The chapter I wrote with Guido van Rossum about Python async coroutines is available now, as an early access release before publication.
The chapter is part of "500 Lines or Less," the latest book in the eminent Architecture of Open Source Applications series. Once published the book will be available for free download, and for purchase—proceeds benefit Amnesty International.
Our chapter is titled "A Web Crawler With asyncio Coroutines". In less than 500 lines of Python, we demonstrate the bones of an async framework similar to asyncio, the framework in Python 3's standard library.
To start, we explain what "async" means and what sort of applications it optimizes. Since a web crawler—a program that fetches all the pages on a site—is ideal for async, we build a web crawler together as our example program.

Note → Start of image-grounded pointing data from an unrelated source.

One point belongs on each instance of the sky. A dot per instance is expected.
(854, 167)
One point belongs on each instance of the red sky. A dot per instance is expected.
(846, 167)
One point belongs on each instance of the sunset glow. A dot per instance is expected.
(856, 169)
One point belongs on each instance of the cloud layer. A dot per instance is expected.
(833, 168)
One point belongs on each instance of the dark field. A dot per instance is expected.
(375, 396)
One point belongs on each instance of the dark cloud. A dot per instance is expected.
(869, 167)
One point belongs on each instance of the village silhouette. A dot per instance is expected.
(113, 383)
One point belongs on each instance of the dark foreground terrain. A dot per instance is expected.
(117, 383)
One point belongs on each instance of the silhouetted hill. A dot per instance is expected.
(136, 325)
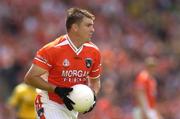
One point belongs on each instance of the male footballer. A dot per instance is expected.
(68, 60)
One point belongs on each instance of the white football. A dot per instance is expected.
(82, 96)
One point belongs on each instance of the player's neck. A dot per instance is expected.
(75, 40)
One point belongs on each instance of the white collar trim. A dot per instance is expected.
(74, 48)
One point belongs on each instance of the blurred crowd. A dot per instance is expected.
(126, 31)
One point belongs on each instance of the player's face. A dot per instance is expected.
(85, 29)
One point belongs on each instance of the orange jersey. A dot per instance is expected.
(68, 65)
(148, 84)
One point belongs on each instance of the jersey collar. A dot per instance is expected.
(74, 48)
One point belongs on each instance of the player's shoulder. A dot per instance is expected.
(91, 45)
(54, 43)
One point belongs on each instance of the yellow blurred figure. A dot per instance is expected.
(22, 101)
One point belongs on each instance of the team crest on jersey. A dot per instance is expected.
(66, 63)
(88, 62)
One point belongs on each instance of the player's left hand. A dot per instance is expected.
(91, 108)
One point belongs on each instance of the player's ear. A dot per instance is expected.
(75, 27)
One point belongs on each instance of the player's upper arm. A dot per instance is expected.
(34, 71)
(96, 69)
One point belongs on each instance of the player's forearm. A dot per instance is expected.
(95, 85)
(38, 82)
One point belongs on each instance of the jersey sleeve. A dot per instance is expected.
(14, 99)
(43, 58)
(96, 69)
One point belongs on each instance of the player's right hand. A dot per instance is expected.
(63, 92)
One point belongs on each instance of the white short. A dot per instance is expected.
(47, 109)
(137, 114)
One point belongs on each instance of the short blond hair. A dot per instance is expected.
(75, 15)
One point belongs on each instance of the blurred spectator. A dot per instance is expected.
(21, 102)
(146, 91)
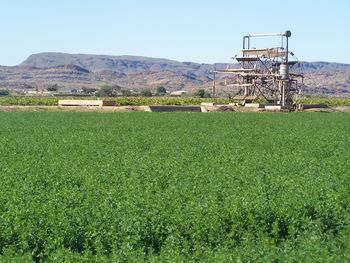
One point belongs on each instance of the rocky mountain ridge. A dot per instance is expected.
(133, 72)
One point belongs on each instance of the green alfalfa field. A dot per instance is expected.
(174, 187)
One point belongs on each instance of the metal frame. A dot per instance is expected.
(270, 73)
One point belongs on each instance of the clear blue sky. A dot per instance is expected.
(184, 30)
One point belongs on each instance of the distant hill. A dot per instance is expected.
(134, 72)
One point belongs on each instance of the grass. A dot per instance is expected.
(133, 187)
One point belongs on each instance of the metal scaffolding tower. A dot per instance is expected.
(270, 73)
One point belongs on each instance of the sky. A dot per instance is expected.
(200, 31)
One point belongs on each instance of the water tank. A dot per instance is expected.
(284, 71)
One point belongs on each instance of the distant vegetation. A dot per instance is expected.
(4, 92)
(154, 100)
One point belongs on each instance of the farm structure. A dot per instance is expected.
(273, 74)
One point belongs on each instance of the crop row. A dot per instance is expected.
(179, 187)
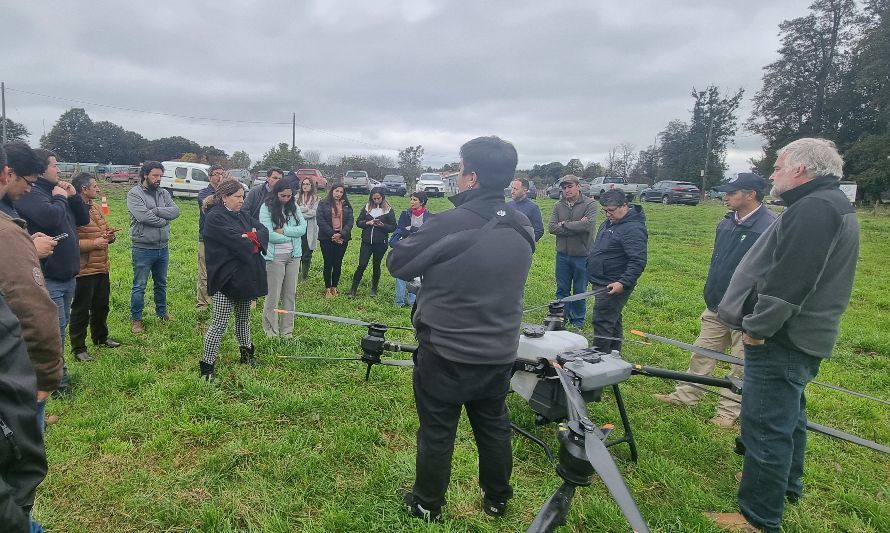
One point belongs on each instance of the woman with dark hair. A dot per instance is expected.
(236, 272)
(286, 227)
(307, 201)
(334, 216)
(409, 221)
(377, 221)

The chapter proceeds in three stages. First, we show an async event loop and sketch a crawler that uses the event loop with callbacks: it is very efficient, but extending it to more complex problems would lead to unmanageable spaghetti code. Second, therefore, we show that Python coroutines are an efficient and extensible alternative to callbacks. We implement simple coroutines in Python using generator functions. In the third stage, we use the full-featured coroutines already available in Python's standard "asyncio" library, and show how to coordinate coroutines using an async queue.
I'm honored to work with Guido and bring to completion this project he began last year. My gratitude goes to the editor Michael DiBernardo for inviting me to co-author this chapter, to Ben Darnell and Pete Soderling for their insightful editing, to Andrew Svetlov for his timely technical contributions, and Brett Cannon for meticulously reviewing and patching the early access release.